(日経Web刊より)
スズキのインド子会社、マルチ・スズキが同国北部ハリヤナ州に持つマネサール工場で18日夜、従業員による暴動が発生した。
同社によると、人事担当者のインド人従業員が1人死亡し、少なくとも40人程度が負傷した。
工場長クラスの日本人幹部3人も殴られ、うち2人が病院に向かった。
いずれも軽傷とみられる。
(http://www.nikkei.com/article/DGXNASGM1903X_Z10C12A7EB2000/ )
スズキによると、
「マネサール工場でこの日朝、従業員が上司に暴力をふるい、労働組合側が経営者側に従業員に対する懲戒処分を行わないよう要求した。
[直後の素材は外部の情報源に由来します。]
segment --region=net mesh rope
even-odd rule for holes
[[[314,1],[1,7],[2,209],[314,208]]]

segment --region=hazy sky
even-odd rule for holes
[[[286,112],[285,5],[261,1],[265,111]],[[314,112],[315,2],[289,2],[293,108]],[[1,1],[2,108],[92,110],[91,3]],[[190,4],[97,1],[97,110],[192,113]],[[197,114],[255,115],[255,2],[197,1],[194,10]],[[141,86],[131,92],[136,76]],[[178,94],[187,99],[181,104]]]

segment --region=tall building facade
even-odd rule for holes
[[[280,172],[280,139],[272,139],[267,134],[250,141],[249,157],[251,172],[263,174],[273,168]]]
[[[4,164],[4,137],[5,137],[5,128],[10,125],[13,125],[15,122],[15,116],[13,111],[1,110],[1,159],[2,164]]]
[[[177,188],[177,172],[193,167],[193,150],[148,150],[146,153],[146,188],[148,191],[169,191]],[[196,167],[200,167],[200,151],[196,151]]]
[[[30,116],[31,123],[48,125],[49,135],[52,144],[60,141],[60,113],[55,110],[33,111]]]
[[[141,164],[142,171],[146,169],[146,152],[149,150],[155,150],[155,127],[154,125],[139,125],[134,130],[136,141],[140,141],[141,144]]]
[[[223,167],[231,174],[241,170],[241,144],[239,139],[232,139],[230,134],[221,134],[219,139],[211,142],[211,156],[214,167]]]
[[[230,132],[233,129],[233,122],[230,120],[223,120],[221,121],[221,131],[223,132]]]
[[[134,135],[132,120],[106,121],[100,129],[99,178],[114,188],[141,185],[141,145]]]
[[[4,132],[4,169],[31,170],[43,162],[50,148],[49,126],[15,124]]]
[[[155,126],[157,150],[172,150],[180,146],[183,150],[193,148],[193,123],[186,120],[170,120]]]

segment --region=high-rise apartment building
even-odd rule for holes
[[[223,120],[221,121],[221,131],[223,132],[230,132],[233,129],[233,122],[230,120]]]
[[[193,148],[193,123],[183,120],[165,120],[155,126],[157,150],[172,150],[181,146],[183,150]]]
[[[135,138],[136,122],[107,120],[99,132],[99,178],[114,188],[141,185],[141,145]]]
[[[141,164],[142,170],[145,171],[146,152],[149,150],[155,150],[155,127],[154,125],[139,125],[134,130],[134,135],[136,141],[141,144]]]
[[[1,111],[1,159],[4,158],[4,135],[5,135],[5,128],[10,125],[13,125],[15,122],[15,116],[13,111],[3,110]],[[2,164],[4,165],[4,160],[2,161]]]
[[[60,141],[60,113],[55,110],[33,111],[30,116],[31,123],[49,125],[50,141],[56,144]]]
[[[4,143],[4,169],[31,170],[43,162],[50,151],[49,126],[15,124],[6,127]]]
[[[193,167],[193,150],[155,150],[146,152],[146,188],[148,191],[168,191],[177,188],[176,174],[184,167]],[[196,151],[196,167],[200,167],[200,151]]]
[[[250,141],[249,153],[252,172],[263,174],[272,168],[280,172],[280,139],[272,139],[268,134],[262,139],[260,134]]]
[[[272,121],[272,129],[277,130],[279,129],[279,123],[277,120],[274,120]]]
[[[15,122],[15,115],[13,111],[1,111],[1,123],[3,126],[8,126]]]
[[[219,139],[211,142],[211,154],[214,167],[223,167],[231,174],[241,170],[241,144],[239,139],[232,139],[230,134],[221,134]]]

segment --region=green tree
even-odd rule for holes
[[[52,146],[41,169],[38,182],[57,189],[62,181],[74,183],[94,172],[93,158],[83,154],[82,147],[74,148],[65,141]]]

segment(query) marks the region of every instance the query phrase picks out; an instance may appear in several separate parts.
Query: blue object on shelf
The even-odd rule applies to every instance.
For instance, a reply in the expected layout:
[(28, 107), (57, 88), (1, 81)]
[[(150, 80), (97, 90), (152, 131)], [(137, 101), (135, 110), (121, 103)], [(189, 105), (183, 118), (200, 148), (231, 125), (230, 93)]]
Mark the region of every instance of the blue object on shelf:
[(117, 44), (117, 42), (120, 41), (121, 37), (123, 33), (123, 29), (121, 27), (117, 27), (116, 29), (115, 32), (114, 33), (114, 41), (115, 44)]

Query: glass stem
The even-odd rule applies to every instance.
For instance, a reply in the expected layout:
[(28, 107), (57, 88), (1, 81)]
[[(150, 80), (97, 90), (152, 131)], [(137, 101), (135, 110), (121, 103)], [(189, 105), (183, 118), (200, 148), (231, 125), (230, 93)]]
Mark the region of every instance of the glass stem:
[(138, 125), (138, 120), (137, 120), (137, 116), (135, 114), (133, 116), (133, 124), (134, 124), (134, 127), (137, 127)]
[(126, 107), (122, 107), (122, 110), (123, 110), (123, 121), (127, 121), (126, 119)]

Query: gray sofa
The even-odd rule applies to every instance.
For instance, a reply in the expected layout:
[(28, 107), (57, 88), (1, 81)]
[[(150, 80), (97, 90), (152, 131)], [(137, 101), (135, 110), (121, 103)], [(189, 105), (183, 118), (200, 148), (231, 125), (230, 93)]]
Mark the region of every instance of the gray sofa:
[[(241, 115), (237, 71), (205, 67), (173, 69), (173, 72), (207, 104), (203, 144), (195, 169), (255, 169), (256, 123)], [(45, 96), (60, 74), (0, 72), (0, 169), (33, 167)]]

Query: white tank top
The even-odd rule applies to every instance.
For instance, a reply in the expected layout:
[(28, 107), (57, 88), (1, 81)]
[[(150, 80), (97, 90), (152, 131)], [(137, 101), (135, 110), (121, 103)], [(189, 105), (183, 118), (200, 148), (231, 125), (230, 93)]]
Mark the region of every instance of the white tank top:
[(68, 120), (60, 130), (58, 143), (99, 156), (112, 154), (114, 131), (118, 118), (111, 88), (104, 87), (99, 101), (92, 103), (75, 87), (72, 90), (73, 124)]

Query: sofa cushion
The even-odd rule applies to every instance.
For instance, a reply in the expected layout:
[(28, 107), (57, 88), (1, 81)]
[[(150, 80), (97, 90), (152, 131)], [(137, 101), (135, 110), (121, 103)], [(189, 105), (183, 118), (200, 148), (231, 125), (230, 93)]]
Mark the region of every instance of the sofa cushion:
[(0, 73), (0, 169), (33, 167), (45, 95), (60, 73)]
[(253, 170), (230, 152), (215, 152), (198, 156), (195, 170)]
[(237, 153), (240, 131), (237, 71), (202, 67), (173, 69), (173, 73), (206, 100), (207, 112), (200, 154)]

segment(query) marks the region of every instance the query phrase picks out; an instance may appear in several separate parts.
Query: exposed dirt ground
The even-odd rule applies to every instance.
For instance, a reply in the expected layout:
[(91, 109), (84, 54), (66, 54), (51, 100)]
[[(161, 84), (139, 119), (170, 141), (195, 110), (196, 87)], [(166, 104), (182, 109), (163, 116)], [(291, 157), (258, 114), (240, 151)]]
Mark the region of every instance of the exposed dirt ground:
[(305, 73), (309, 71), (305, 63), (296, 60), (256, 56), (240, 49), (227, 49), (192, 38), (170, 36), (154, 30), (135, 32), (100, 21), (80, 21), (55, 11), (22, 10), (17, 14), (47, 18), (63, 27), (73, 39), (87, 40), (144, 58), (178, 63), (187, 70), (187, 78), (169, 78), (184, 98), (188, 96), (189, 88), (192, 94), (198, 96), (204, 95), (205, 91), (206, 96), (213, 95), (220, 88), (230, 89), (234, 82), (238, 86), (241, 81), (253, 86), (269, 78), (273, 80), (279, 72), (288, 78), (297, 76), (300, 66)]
就業時間終了後、役員や管理職が退社しようとしたところ従業員側が出口を封鎖し、役員らを工場内に閉じ込めた」
という。
一方の労組長によると、
「幹部の指示で警備員によって門が閉じられ、警備員が凶器を使って労働者に激しく殴りかかった。彼らは一部の幹部や警察と共に多くの労働者に暴行を加え、殴られた労働者は重傷を負って病院に運ばれた。警備員は会社の施設を破壊し、工場の一部に火を放った」
という。
推測するに、労働者内で待遇のいい者と悪い者に別れてしまい(工場では上司に好かれた者が楽なポジションにつきやすく、腐敗が起きやすい)、カースト制に嫌悪を覚える従業員たちが新たな労組を作り平等を手に入れようと画策したが、スズキ側がそれを拒絶し、暴動に発展したと思われる。
景気悪化による暴動ではなくて安心だが、自己弁護しかしない企業の姿勢にはがっかりしてしまう。